The resected bone flap showed a hard, bone-like, mushroom-shaped tumor (Fig. 4a). Underneath the large tumor, significant bone erosion was present with destruction of both the tabula interna and externa (Fig. 4b). The second, smaller tumor was similar in appearance with destruction of only the external tabula. Tissue was decalcified in two manners, using Kristensen’s methodology and RDO Rapid Decalcifier. Microscopically, collagenous proliferation with an evident increase in small capillaries was seen (Fig. 4c and d). These vascular structures were lined with normally differentiated endothelium without atypical proliferation. No mitotic spindles were identified. There was no evidence for malignant transformation. There was immunoreaction for anti-smooth muscle antibody (ASMA). Blood vessels showed positive endothelial markers CD31 and CD34 (Fig. 4e).
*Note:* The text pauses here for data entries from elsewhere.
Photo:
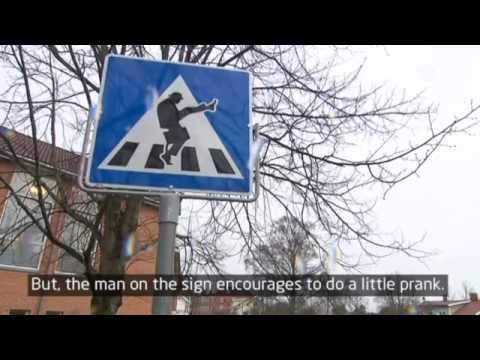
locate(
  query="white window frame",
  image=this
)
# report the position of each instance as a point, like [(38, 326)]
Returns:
[(42, 251), (58, 262)]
There was no immunoreaction for tumor proliferation marker MIB-1 (Fig. 4f). The histopathological diagnosis of a benign vascular lesion, consistent with hemangioma, was made.

Fig. 4
figure 4

a Macroscopic image of both tumors fixated in the bone. b Evident infiltration of the tabula interna by the larger tumor. c, d Hematoxylin and eosin (H & E) stain (magnification ×25 and ×100) showing capillary proliferation. e Immunohistochemistry for CD34 (magnification ×100) showed normal capillary endothelial distribution. f MIB-1 (magnification ×200) demonstrated no immunoreaction

Discussion

We present, to the best of our knowledge, the first and unique case description of a skull hemangioma in a patient with KTW syndrome.

KTW syndrome is a rare congenital malformation syndrome of unknown etiology. Although the clinical presentation can be extremely variable, the characteristic triad is an association of (cutaneous) capillary malformations, bone, and soft tissue hypertrophy and varicosity [1]. In our case, the patient also had drug-resistant epilepsy, however no association between the KTW syndrome and epilepsy could be identified in the literature.

There are numerous reports about various types of tumors found in patients with KTW syndrome, including malignant peripheral nerve sheath tumor [6], angiosarcoma [3, 6], astrocytoma [2], hemangiopericytoma [4], and meningioma [8]. The fact that heterogeneous tumor types and localizations are still emerging reinforces the fact that this syndrome has a highly variable clinical expression.

In this patient, after a multidisciplinary work-up, the tumor was resected radically and a histopathological diagnosis of hemangioma was confirmed. Hemangiomas are benign tumors and often grow slowly, although as demonstrated by this case, a rapid-growing lesion can also occur and is not necessarily associated with malignancy. Malignant transformation of benign vascular tumors is uncommon and described only in a single case report [7].

Radiological diagnosis in our case included metastasis from an unknown primary tumor. Skull metastases are seen in 15–25 % of all cancer patients and can originate from breast, lung, prostate, thyroid, and renal cell cancer, as well as from hematologic malignancies such as lymphoma, leukemia, and multiple myeloma [5]. It is not uncommon for malignancies to present with solitary skull metastases [5]. The occurrence of two similar tumors very close to each other, as well as rapid growth, supported the differential diagnosis of metastasis, but in the end, radiological analysis did not contribute to the definitive diagnosis of hemangioma.

This case report adds to the literature of highly variable tumor occurrence in KTW syndrome. A hemangioma in the skull has never been described in this syndrome, emphasizing that not only the type of tumor but also the location can be highly variable.

CT, computed tomography; KTW, Klippel–Trénaunay–Weber; MRI, magnetic resonance imaging.